I
De D. Pedro Hillo a los Sres. de Maltrana
Miranda de Ebro, Octubre de 1837.
Señora y señor de todo mi respeto: Con felicidad, mas no sin
estorbos, por causa del sinnúmero de tropas que nos han acompañado en
todo el camino, marchando en la propia dirección, llegamos a esta noble
villa realenga ayer por la mañana. Soldados a pie y a caballo descendían
por las cañadas, o aparecían por atajos y vericuetos, y engrosando la
multitud guerrera en el llano por donde el Ebro corre, nos vimos al fin
envueltos en el torbellino de un grande ejército, o al menos a mí me lo
parecía, pues nunca vi tanta tropa reunida. Generales y convoyes pasaban
sin cesar a nuestro lado tomándonos la delantera, y ya próximos a
Miranda vimos al propio caudillo, Conde de Luchana, seguido de brillante
escolta, y a otros afamados jefes y oficiales, que al punto conocieron a
Fernando y le saludaron gozosos. Nuestra entrada y acomodamiento en la
antigua Deóbriga fue, como pueden ustedes suponer, asaz dificultosa.

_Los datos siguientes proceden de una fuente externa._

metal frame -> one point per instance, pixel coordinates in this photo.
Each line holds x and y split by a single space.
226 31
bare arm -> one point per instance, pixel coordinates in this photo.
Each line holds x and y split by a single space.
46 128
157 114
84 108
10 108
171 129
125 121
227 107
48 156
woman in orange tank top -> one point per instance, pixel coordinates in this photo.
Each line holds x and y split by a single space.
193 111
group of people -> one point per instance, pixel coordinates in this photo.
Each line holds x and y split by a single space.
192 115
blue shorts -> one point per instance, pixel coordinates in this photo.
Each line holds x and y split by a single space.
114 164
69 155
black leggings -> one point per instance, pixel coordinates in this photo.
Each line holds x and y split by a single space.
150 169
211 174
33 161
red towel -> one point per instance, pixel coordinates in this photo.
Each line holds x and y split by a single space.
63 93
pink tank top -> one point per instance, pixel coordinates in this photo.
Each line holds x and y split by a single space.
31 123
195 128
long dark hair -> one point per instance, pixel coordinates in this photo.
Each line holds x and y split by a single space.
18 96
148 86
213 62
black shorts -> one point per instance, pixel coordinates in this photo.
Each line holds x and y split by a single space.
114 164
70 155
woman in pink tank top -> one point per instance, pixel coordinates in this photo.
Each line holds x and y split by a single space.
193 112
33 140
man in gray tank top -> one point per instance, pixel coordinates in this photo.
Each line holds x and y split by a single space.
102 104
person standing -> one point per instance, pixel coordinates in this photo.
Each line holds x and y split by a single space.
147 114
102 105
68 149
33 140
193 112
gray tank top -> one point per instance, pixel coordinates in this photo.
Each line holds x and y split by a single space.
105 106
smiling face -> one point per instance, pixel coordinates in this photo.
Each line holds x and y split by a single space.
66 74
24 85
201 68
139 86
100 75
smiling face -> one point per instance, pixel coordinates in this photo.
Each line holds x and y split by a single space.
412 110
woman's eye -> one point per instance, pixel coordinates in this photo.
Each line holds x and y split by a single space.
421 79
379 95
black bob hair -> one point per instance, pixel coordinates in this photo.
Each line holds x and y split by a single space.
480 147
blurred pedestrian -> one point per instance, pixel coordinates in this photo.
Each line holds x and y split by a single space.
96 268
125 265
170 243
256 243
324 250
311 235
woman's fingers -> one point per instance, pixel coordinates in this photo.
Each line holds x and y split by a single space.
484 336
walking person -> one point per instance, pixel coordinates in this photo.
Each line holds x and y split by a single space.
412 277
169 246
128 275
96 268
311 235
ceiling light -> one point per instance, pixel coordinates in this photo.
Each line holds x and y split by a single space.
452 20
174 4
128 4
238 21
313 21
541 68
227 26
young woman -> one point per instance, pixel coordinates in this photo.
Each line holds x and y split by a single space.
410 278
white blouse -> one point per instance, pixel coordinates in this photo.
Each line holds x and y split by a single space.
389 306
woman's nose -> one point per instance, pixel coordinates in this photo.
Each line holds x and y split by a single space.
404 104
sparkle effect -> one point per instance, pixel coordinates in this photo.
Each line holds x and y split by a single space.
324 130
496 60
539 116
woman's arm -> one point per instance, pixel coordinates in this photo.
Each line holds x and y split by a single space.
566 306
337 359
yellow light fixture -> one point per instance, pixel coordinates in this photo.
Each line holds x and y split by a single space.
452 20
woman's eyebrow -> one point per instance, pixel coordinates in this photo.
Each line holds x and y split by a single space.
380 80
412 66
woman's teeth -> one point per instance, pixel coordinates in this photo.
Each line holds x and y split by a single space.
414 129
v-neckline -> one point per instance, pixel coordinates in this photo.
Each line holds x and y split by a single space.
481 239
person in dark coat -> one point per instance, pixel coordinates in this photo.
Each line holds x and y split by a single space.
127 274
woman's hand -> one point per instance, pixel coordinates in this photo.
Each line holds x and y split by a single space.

Éramos un brazo que se empeñaba en introducirse en una manga ya ocupada
con otro brazo robusto. En ningún albergue público ni privado de los que
en toda población existen para personas y caballerías hallamos hueco,
ni aun pidiéndolo del tamaño preciso para alfileres; y ya nos
resignábamos a la pobreza de acampar en mitad del camino, como mendigos o
gitanos, cuando nos deparó Dios a un sujeto, que no sé si llamar
enemigo o amigo, aunque en tal ocasión y circunstancias bien merece este
último nombre, el cual, con demostraciones oficiosas y todo lo urbanas
que su rudeza le permitía, nos colocó bajo techo, entre cabos y
sargentos de artillería montada, con los correspondientes arreos,
armones, sacos, cajas y regular número de cuadrúpedos.